Re: [RFC][PATCH 05/12] arch: Introduce arch_{,try_}_cmpxchg128{,_local}()

From: Heiko Carstens
Date: Tue Jan 03 2023 - 12:15:46 EST


On Mon, Dec 19, 2022 at 04:35:30PM +0100, Peter Zijlstra wrote:
> For all architectures that currently support cmpxchg_double()
> implement the cmpxchg128() family of functions that is basically the
> same but with a saner interface.
>
> Signed-off-by: Peter Zijlstra (Intel) <peterz@xxxxxxxxxxxxx>
> ---
> arch/arm64/include/asm/atomic_ll_sc.h | 38 +++++++++++++++++++++++
> arch/arm64/include/asm/atomic_lse.h | 33 +++++++++++++++++++-
> arch/arm64/include/asm/cmpxchg.h | 26 ++++++++++++++++
> arch/s390/include/asm/cmpxchg.h | 33 ++++++++++++++++++++
> arch/x86/include/asm/cmpxchg_32.h | 3 +
> arch/x86/include/asm/cmpxchg_64.h | 55 +++++++++++++++++++++++++++++++++-
> 6 files changed, 185 insertions(+), 3 deletions(-)
...
> --- a/arch/s390/include/asm/cmpxchg.h
> +++ b/arch/s390/include/asm/cmpxchg.h
> @@ -201,4 +201,37 @@ static __always_inline int __cmpxchg_dou
> (unsigned long)(n1), (unsigned long)(n2)); \
> })
>
> +#define system_has_cmpxchg128() 1
> +
> +static __always_inline u128 arch_cmpxchg128(volatile u128 *ptr, u128 old, u128 new)
> +{
> + asm volatile(
> + " cdsg %[old],%[new],%[ptr]\n"
> + : [old] "+&d" (old)
> + : [new] "d" (new),
> + [ptr] "QS" (*(unsigned long *)ptr)
> + : "memory", "cc");
> + return old;
> +}
> +
> +static __always_inline bool arch_try_cmpxchg128(volatile u128 *ptr, u128 *oldp, u128 new)
> +{
> + u128 old = *oldp;
> + int cc;
> +
> + asm volatile(
> + " cdsg %[old],%[new],%[ptr]\n"
> + " ipm %[cc]\n"
> + " srl %[cc],28\n"
> + : [cc] "=&d" (cc), [old] "+&d" (old)
> + : [new] "d" (new),
> + [ptr] "QS" (*(unsigned long *)ptr)
> + : "memory", "cc");
> +
> + if (unlikely(!cc))
> + *oldp = old;
> +
> + return likely(cc);
> +}
> +

I was wondering why arch_try_cmpxchg128() isn't even used with later
code. Turned out this is because of a missing

#define arch_try_cmpxchg128 arch_try_cmpxchg128

which in turn means that the generic fallback variant is used.

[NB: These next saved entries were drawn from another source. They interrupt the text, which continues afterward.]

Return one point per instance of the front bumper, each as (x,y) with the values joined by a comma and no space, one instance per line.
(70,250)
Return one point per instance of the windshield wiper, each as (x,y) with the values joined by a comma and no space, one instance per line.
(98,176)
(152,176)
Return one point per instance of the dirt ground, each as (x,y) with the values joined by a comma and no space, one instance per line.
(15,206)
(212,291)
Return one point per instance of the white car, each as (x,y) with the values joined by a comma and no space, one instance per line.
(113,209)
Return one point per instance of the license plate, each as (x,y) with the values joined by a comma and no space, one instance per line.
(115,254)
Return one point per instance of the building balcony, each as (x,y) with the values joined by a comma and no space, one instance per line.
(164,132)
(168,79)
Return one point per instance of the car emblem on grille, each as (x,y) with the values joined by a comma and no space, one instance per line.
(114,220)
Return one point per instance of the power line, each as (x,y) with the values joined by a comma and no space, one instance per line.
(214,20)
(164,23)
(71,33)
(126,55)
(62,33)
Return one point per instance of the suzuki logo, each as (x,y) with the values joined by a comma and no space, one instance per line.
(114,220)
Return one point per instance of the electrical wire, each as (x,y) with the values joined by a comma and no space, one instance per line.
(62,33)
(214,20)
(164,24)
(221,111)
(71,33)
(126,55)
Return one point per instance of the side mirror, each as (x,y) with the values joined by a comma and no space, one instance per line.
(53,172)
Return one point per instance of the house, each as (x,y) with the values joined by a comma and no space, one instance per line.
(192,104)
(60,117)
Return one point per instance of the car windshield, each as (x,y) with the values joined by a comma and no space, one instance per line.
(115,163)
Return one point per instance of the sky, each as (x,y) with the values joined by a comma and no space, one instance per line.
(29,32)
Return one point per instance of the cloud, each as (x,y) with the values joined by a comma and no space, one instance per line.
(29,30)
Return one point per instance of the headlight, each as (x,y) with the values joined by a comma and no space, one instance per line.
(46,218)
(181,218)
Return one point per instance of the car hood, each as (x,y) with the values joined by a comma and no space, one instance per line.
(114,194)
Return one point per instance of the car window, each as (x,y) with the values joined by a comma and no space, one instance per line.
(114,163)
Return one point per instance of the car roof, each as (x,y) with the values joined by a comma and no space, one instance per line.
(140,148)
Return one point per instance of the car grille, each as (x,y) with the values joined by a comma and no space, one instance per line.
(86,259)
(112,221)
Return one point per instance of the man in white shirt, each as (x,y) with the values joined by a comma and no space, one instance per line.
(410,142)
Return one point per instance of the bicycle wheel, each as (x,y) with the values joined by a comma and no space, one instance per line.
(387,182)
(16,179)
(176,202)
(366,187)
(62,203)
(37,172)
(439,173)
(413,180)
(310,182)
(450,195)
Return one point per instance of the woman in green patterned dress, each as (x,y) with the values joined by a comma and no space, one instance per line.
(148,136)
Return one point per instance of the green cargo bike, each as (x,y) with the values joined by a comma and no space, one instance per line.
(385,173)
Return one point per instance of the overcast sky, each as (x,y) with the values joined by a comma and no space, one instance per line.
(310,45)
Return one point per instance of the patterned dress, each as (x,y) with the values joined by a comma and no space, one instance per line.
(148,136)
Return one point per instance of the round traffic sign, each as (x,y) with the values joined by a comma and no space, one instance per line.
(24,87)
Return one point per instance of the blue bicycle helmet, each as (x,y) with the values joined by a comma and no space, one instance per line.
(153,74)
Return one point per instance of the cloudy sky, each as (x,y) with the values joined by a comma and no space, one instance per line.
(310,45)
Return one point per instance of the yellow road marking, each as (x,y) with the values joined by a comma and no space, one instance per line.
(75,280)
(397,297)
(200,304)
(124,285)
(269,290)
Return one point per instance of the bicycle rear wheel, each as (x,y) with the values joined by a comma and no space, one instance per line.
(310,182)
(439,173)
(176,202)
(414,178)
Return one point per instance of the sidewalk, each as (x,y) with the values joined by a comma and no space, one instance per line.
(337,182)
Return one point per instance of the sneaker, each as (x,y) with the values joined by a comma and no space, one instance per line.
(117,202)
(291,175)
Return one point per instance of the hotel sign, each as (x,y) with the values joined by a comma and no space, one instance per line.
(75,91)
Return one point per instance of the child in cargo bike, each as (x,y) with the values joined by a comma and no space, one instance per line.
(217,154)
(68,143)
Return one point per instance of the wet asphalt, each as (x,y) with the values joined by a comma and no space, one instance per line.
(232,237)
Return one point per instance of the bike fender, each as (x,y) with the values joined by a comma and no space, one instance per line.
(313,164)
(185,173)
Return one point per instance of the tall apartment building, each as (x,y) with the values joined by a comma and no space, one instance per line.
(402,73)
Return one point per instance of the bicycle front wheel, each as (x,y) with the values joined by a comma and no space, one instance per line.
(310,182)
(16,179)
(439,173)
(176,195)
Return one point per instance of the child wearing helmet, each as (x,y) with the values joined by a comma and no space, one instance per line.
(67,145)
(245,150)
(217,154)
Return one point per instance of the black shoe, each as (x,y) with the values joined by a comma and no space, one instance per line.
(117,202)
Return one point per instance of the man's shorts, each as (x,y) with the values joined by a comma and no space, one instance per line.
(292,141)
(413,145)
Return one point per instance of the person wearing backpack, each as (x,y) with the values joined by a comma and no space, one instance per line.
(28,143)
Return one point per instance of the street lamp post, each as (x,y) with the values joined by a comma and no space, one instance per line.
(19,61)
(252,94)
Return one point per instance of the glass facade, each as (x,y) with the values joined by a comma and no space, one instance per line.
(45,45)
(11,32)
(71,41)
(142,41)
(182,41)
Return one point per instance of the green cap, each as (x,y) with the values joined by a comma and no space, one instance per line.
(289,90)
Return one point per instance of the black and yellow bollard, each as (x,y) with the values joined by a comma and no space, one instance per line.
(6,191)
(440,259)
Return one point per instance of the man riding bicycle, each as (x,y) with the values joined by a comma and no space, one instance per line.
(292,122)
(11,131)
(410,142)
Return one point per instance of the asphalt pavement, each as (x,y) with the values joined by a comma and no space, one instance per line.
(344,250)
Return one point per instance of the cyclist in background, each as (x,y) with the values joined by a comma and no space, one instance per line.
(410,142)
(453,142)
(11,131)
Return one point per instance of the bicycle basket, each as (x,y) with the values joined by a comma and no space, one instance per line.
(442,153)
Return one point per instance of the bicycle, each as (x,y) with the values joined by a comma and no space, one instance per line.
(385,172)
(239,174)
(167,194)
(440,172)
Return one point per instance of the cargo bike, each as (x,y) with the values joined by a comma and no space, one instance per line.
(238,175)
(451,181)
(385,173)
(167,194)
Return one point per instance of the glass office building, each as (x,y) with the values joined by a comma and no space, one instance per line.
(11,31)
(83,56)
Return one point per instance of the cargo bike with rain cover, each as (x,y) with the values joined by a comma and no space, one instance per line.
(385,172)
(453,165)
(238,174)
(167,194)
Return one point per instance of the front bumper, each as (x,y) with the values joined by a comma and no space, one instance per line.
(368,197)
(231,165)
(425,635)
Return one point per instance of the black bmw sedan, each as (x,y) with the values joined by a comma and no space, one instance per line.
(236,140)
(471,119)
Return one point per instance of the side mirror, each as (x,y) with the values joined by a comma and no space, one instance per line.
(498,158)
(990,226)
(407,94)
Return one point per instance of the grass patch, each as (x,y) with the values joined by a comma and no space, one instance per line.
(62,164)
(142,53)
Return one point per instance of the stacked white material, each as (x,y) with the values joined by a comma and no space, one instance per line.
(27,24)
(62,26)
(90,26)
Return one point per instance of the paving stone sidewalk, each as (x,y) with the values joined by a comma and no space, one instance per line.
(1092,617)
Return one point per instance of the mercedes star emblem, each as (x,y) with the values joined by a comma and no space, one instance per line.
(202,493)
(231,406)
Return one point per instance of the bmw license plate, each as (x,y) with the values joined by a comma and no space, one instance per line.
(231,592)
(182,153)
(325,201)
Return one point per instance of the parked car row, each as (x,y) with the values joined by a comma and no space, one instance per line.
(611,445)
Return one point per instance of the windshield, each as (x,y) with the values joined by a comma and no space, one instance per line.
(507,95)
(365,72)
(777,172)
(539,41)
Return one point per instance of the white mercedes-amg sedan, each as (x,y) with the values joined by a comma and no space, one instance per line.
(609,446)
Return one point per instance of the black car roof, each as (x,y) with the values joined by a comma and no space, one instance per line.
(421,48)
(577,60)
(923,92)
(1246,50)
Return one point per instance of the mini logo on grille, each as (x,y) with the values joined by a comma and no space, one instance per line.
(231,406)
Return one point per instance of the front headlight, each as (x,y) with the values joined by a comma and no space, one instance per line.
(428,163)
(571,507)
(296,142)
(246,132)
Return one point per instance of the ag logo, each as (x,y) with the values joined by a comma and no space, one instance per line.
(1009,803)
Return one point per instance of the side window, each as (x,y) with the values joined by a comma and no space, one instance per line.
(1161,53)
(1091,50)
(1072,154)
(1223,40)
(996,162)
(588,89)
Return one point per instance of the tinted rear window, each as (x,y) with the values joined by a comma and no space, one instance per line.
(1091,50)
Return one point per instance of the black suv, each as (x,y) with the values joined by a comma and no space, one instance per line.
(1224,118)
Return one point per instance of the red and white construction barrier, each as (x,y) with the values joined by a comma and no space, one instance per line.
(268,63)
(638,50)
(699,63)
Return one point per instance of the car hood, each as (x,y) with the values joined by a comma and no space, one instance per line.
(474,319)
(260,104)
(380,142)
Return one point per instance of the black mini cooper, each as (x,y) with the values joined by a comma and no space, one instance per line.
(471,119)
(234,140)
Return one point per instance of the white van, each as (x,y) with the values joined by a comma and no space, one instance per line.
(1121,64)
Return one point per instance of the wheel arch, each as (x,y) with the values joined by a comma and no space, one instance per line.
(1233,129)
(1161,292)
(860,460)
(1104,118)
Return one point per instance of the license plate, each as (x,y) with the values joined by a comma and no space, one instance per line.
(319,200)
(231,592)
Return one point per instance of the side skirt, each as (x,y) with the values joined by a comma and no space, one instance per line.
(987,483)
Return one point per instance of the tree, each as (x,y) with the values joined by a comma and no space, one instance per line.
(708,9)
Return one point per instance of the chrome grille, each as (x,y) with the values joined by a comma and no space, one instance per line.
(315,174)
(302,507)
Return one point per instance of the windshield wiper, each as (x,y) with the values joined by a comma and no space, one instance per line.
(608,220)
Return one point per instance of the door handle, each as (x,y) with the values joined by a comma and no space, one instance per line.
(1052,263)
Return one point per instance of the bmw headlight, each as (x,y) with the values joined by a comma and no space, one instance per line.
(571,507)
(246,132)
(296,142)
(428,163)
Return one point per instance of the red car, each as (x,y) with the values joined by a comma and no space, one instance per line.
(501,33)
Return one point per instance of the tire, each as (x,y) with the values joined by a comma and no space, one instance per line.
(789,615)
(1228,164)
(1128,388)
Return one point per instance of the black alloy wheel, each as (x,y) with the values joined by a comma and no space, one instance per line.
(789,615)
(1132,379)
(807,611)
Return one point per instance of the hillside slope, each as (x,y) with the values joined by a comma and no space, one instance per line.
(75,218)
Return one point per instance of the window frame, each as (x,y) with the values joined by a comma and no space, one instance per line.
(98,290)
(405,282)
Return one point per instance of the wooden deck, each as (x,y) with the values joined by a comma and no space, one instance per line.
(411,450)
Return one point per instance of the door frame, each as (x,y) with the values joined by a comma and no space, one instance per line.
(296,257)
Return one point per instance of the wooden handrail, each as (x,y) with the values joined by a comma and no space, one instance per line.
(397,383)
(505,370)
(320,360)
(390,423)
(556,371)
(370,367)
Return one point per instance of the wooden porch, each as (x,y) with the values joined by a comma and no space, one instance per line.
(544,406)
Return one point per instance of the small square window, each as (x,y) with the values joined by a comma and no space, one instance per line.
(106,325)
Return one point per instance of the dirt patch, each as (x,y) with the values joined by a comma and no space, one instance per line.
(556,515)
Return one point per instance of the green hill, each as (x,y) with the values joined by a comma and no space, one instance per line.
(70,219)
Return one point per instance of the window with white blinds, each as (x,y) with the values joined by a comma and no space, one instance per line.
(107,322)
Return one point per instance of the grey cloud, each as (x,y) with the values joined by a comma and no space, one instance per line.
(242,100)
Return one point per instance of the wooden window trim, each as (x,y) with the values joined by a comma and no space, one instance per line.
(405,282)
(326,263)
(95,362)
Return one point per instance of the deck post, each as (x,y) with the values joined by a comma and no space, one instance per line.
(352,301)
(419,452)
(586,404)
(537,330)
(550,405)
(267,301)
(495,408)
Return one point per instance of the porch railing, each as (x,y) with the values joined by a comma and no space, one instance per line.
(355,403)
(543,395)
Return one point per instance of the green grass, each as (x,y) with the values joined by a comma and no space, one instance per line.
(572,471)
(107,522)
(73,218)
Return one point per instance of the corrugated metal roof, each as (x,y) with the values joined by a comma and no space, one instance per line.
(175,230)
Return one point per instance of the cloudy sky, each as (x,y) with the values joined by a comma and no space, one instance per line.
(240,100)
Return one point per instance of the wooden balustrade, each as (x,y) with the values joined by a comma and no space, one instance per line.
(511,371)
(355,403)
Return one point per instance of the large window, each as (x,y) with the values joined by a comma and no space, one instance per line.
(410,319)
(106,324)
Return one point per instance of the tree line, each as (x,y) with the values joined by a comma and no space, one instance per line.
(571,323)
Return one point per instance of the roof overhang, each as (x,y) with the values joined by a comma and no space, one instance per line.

The above arch_try_cmpxchg128() implementation is broken, since it has
inversed condition code handling (cc == 0 means compare and swap
succeeded, cc == 1 means it failed).

However I would prefer to use the generic fallback variant anyway.
Could you please merge the below into your current patch?

It addresses also the oddity that *ptr within arch_cmpxchg128() is
only specified as input, while it should be input/output - it doesn't
matter due to the memory clobber, but let's have that correct anyway.

diff --git a/arch/s390/include/asm/cmpxchg.h b/arch/s390/include/asm/cmpxchg.h
index 527c968945e8..0b98f57bbe9e 100644
--- a/arch/s390/include/asm/cmpxchg.h
+++ b/arch/s390/include/asm/cmpxchg.h
@@ -173,31 +173,12 @@ static __always_inline u128 arch_cmpxchg128(volatile u128 *ptr, u128 old, u128 n
{
asm volatile(
" cdsg %[old],%[new],%[ptr]\n"
- : [old] "+&d" (old)
- : [new] "d" (new),
- [ptr] "QS" (*(u128 *)ptr)
+ : [old] "+d" (old), [ptr] "+QS" (*ptr)
+ : [new] "d" (new)
: "memory", "cc");
return old;
}

-static __always_inline bool arch_try_cmpxchg128(volatile u128 *ptr, u128 *oldp, u128 new)
-{
- u128 old = *oldp;
- int cc;
-
- asm volatile(
- " cdsg %[old],%[new],%[ptr]\n"
- " ipm %[cc]\n"
- " srl %[cc],28\n"
- : [cc] "=&d" (cc), [old] "+&d" (old)
- : [new] "d" (new),
- [ptr] "QS" (*(u128 *)ptr)
- : "memory", "cc");
-
- if (unlikely(!cc))
- *oldp = old;
-
- return likely(cc);
-}
+#define arch_cmpxchg128 arch_cmpxchg128

#endif /* __ASM_CMPXCHG_H */